El Fondo Monetario Internacional valoró de manera positiva el crecimiento de la economía argentina en 2022 así como "las políticas restrictivas aplicadas en el plano fiscal y monetario para manejar la elevada inflación", pero consideró necesario continuar en ese camino este año en el marco de que es "muy importante" cumplir las metas establecidas en esos órdenes con el organismo.
En un informe global publicado en la noche del lunes, el FMI estimó que la economía argentina creció 4,6% en 2022 pero que este año habrá una desaceleración a tono con el mundo y la región que hará que el PBI crezca un 2%, cálculo cercano al del Gobierno.
El organismo que conduce
Kristalina Georgieva señaló que la región experimentará un marcado freno en su ritmo de crecimiento en comparación con el año pasado, en medio de un contexto global que también es de caída.
Según la actualización de sus proyecciones económicas -las últimas databan de octubre pasado- y el recálculo de su estimación de crecimiento del PBI mundial para 2023, la economía glogal pasará de crecer un 3,4% en 2022 a un 2,9% en 2023, mientras que América Latina habrá crecido un 3,9% durante el año pasado y avanzará un 1,8% este año.

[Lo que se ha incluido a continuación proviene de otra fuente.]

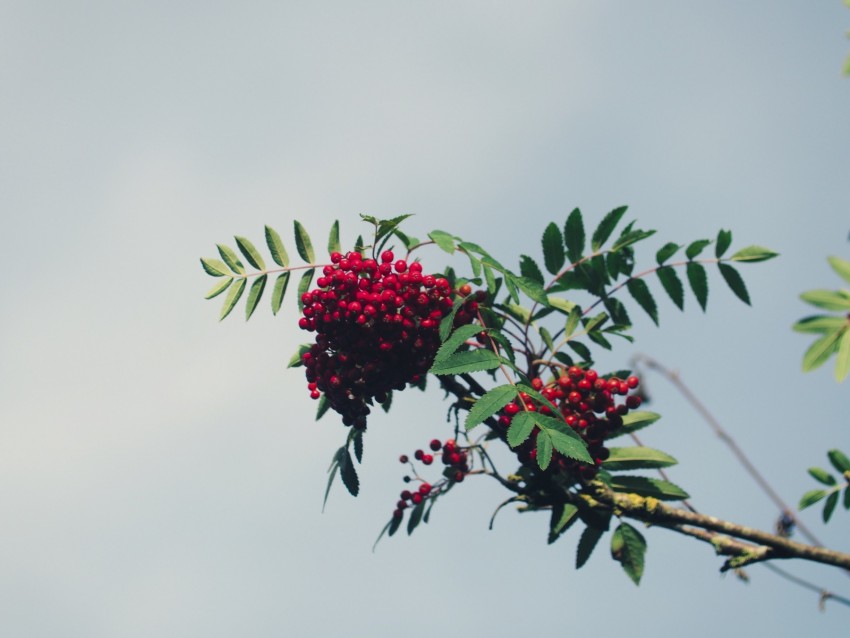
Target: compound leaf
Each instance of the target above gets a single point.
(333, 239)
(250, 252)
(665, 252)
(640, 292)
(586, 544)
(574, 236)
(839, 460)
(276, 247)
(811, 497)
(279, 291)
(489, 404)
(553, 249)
(303, 244)
(254, 295)
(628, 547)
(643, 486)
(304, 286)
(214, 267)
(672, 285)
(735, 282)
(471, 361)
(829, 506)
(841, 267)
(231, 259)
(637, 458)
(606, 227)
(724, 240)
(219, 288)
(699, 282)
(753, 254)
(696, 247)
(232, 297)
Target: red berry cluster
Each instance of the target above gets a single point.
(456, 460)
(587, 403)
(376, 328)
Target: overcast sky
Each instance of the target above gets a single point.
(161, 473)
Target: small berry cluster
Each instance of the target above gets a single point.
(456, 460)
(376, 326)
(587, 403)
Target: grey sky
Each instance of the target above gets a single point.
(160, 473)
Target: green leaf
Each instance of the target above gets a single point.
(553, 249)
(529, 269)
(559, 303)
(232, 297)
(842, 361)
(636, 458)
(637, 420)
(839, 461)
(544, 449)
(254, 295)
(753, 254)
(735, 282)
(618, 312)
(572, 321)
(574, 236)
(821, 476)
(724, 240)
(470, 361)
(821, 350)
(811, 497)
(304, 286)
(333, 239)
(531, 288)
(214, 267)
(303, 244)
(331, 475)
(643, 486)
(699, 282)
(443, 240)
(829, 506)
(250, 252)
(631, 237)
(628, 548)
(563, 516)
(841, 267)
(581, 350)
(279, 291)
(606, 227)
(276, 247)
(455, 341)
(521, 426)
(569, 443)
(820, 324)
(231, 259)
(695, 248)
(357, 439)
(827, 299)
(665, 252)
(640, 292)
(348, 473)
(219, 288)
(586, 544)
(672, 285)
(489, 404)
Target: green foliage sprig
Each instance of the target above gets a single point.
(834, 329)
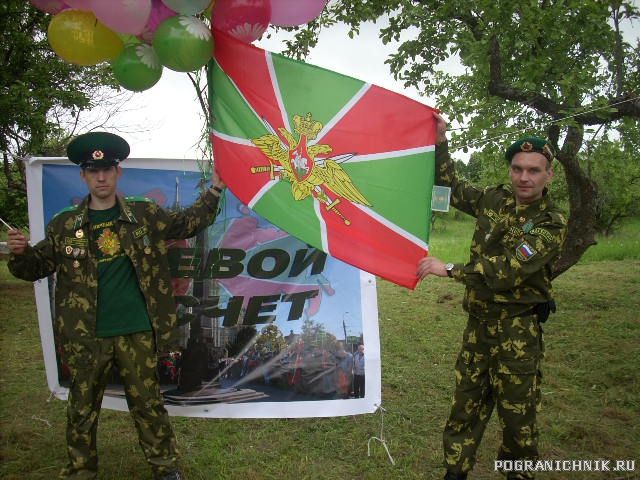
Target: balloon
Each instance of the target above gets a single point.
(183, 43)
(78, 37)
(187, 7)
(124, 16)
(159, 13)
(246, 20)
(137, 68)
(79, 4)
(289, 13)
(50, 6)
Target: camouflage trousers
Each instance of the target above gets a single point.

“La subida de las tasas de interés de los bancos centrales para combatir la inflación y la guerra de Rusia en Ucrania continúan lastrando la actividad económica. La rápida propagación de la Covid-19 en China frenó el crecimiento en 2022, pero la reciente reapertura ha desbrozado el camino para una recuperación más veloz de lo anticipado. Se prevé que la inflación mundial disminuya de 8,8% en 2022 a 6,6% en 2023 y a 4,3% en 2024, niveles aún superiores a los observados antes de la pandemia (2017–19) de alrededor del 3,5%”, estimó el informe global publicado esta noche por el organismo, que explica la realidad económica con el impacto de la pandemia y la guerra uno sobre otro de manera similar a lo que sostiene el gobierno argentino y niega la oposición.
Asimismo advirtió que
“los mercados financieros también podrían redeterminar súbitamente los precios en respuesta a novedades adversas en cuanto a la inflación, en tanto que la fragmentación geopolítica podría frenar el progreso económico”.
En el segmentado país por país de las economías emergentes, el Fondo auguró para
Brasil, espejo de muchos opositores en el país y uno de los principales socios comerciales de la Argentina, un crecimiento que pasará del 3,1% en 2022 a un 1,2% en 2023.
Sin embargo, el informe publicado este martes no modificó las proyecciones sobre el PBI argentino para 2023, presentes en el programa financiero vigente y firmado en marzo del año pasado, por lo que mantiene su expectativa de una mejora de 2% del PBI.
"La Argentina crecerá un 2% y no hicimos ninguna modificación desde nuestra revisión anterior en octubre de 2022″, dijo
Pierre Olivier Gourinchas, economista jefe del FMI, en conferencia de prensa.
En la misma línea, señaló que ese crecimiento calculado para la Argentina en 2023 está limitado en ese número producto de “una combinación de dos factores: un freno en la economía mundial que también se dará en la Argentina y las políticas restrictivas aplicadas en el plano fiscal y monetario para manejar la elevada inflación, que el año pasado estuvo cerca del 100%”.
“Es muy importante que las metas de políticas del programa con el FMI se alcancen, tanto en el lado fiscal como el monetario, que ayudarán a anclar la inflación hacia adelante y estabilizar la economía del país”, concluyó.